The Ivy Bridge and Haswell BTB

hatsunearu · on Feb 23, 2016

Cool article, but if I may say, rainbow graphs are hard for me (and many other people) to parse.

http://betterfigures.org/2014/11/18/end-of-the-rainbow/

https://eagereyes.org/basics/rainbow-color-map

Not that it makes the article significantly weaker though, but yeah.

mattgodbolt · on Feb 23, 2016

Thanks for the feedback! I must say graphs and whatnot are not my forté - I spent nearly two evenings trying to get them half-decent. Patches welcome, of course :)

pdkl95 · on Feb 23, 2016

"Why Should Engineers and Scientists Be Worried About Color?"

http://www.research.ibm.com/people/l/lloydt/color/color.HTM

vardump · on Feb 23, 2016

That was an interesting and insightful article about CPU branch target buffers. Learned something new about Haswell and Intel BTBs in general.

Haswell's branch prediction seems to be pretty nice. I bet that makes quite a bit of difference in branchy code.
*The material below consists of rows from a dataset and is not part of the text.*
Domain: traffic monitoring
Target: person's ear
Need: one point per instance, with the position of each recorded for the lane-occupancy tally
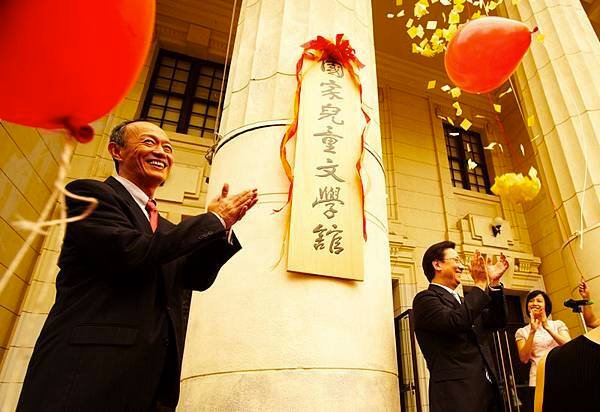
(115, 151)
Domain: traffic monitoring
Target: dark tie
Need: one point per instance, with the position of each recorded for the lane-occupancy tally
(153, 213)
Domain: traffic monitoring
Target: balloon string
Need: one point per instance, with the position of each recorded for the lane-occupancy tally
(36, 228)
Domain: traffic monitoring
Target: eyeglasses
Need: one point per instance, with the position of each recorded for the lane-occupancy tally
(456, 260)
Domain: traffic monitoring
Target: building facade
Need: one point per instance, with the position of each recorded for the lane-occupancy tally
(262, 338)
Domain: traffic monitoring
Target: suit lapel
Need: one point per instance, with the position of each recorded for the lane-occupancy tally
(140, 220)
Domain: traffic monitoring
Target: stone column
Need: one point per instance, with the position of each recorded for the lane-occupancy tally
(262, 338)
(560, 86)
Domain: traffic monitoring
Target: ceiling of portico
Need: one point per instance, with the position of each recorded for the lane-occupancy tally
(201, 27)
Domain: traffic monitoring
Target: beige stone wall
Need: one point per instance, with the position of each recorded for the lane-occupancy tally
(28, 166)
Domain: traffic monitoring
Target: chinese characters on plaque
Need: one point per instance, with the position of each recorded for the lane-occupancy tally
(326, 235)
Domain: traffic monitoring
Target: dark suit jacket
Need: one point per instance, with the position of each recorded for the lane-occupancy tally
(455, 340)
(113, 339)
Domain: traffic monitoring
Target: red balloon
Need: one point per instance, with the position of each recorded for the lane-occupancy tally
(65, 63)
(484, 53)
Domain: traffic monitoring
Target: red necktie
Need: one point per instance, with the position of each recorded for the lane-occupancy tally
(153, 213)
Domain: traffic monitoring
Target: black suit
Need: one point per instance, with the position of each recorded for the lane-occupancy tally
(455, 339)
(113, 339)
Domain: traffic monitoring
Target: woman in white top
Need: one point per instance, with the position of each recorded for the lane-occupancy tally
(542, 334)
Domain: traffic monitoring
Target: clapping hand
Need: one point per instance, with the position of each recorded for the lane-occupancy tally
(495, 272)
(478, 271)
(584, 291)
(233, 208)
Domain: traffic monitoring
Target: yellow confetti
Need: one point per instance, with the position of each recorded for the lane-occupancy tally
(455, 92)
(421, 8)
(466, 124)
(456, 105)
(453, 17)
(412, 32)
(516, 187)
(504, 93)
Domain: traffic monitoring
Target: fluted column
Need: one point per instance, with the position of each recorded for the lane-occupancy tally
(560, 86)
(262, 338)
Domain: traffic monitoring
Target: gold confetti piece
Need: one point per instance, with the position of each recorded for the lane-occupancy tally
(412, 32)
(516, 187)
(455, 92)
(466, 124)
(453, 17)
(420, 10)
(504, 93)
(456, 105)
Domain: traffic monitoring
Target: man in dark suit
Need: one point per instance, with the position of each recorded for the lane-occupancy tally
(113, 340)
(454, 334)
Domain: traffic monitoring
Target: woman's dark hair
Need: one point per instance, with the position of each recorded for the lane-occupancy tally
(547, 301)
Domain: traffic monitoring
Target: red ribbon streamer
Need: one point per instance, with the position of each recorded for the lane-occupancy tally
(322, 49)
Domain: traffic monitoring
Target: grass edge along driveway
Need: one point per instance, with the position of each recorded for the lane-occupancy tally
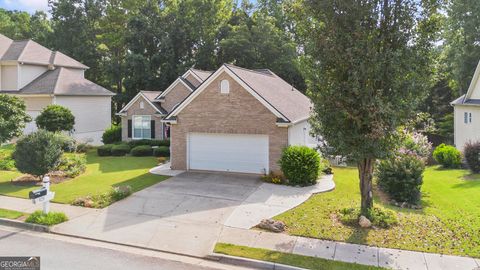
(101, 175)
(449, 222)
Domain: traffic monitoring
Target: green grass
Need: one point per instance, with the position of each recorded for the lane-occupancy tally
(449, 222)
(101, 175)
(52, 218)
(10, 214)
(287, 258)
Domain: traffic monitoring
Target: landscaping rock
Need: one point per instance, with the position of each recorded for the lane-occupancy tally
(364, 222)
(272, 225)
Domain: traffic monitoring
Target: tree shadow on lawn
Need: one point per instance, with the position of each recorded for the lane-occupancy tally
(110, 164)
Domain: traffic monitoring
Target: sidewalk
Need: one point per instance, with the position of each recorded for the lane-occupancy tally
(352, 253)
(26, 206)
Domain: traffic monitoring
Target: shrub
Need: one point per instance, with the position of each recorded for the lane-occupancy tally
(417, 144)
(52, 218)
(401, 177)
(37, 153)
(471, 151)
(120, 150)
(161, 151)
(104, 199)
(379, 217)
(72, 165)
(135, 143)
(141, 150)
(6, 161)
(67, 143)
(447, 156)
(83, 147)
(105, 150)
(300, 165)
(55, 118)
(112, 135)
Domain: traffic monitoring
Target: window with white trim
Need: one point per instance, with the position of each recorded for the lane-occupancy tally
(224, 87)
(141, 127)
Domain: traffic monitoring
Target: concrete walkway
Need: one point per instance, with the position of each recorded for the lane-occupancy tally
(339, 251)
(270, 200)
(26, 206)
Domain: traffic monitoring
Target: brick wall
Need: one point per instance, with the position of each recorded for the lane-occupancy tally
(237, 113)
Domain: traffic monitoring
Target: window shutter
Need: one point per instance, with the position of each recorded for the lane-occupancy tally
(152, 129)
(129, 128)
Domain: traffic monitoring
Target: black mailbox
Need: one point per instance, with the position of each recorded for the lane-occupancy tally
(37, 193)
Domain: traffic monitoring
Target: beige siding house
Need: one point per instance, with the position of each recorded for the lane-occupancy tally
(467, 113)
(141, 117)
(42, 77)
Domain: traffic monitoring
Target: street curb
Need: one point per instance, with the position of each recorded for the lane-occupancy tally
(233, 260)
(24, 225)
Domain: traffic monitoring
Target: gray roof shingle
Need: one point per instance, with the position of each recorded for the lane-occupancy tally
(62, 81)
(281, 95)
(28, 51)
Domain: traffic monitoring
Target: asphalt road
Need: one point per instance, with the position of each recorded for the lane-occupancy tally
(58, 252)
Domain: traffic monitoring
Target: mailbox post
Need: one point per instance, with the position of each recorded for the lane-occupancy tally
(43, 195)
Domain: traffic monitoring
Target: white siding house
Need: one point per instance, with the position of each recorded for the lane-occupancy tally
(42, 77)
(467, 113)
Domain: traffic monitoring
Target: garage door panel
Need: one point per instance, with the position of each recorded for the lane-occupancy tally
(228, 152)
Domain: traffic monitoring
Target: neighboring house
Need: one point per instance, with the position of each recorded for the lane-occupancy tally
(237, 120)
(42, 77)
(467, 113)
(141, 117)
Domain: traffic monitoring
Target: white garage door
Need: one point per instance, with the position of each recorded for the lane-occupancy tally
(228, 152)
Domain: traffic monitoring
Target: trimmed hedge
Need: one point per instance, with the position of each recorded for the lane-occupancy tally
(448, 156)
(401, 177)
(141, 151)
(161, 151)
(105, 150)
(120, 150)
(300, 165)
(471, 151)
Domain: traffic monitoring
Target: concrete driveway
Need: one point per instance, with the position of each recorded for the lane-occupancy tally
(184, 214)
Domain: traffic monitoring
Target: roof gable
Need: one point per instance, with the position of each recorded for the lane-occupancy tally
(204, 85)
(144, 95)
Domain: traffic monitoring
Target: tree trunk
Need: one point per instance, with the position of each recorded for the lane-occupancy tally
(365, 172)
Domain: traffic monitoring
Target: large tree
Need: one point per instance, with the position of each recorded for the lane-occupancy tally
(366, 64)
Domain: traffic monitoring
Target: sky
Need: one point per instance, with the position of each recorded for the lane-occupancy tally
(25, 5)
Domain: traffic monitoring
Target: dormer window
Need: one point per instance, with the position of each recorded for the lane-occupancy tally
(224, 87)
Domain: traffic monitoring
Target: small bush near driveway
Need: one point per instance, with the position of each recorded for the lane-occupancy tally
(300, 165)
(120, 149)
(52, 218)
(448, 156)
(105, 150)
(141, 151)
(161, 151)
(471, 151)
(401, 177)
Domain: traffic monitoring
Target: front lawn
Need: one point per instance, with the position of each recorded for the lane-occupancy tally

No need to care so much about arcane rules about branching as in the past.

Haswell+ Xeons will likely be good with branchy code, especially avoiding those old pathological cases. Predicting 4096 branch targets with such an accuracy is very good.

nn3 · on Feb 23, 2016

Yes the Haswell branch prediction is so good that it obsoleted previous "best strategies" for fast interpreter loops.

See https://hal.inria.fr/hal-01100647/document

But unfortunately a lot of real code is so big these days that it thrashes all caches, including branch prediction.

Big is slow.

vardump · on Feb 23, 2016

There are just 512 cache lines in both L1 code and L1 data cache.

512 * 64 = 32 kB. 512 is 8 * 8 * 8, I'd guess if they add more (up to 4096) L1 cache lines that access would take 1 clock longer. Which is very likely a net performance loss.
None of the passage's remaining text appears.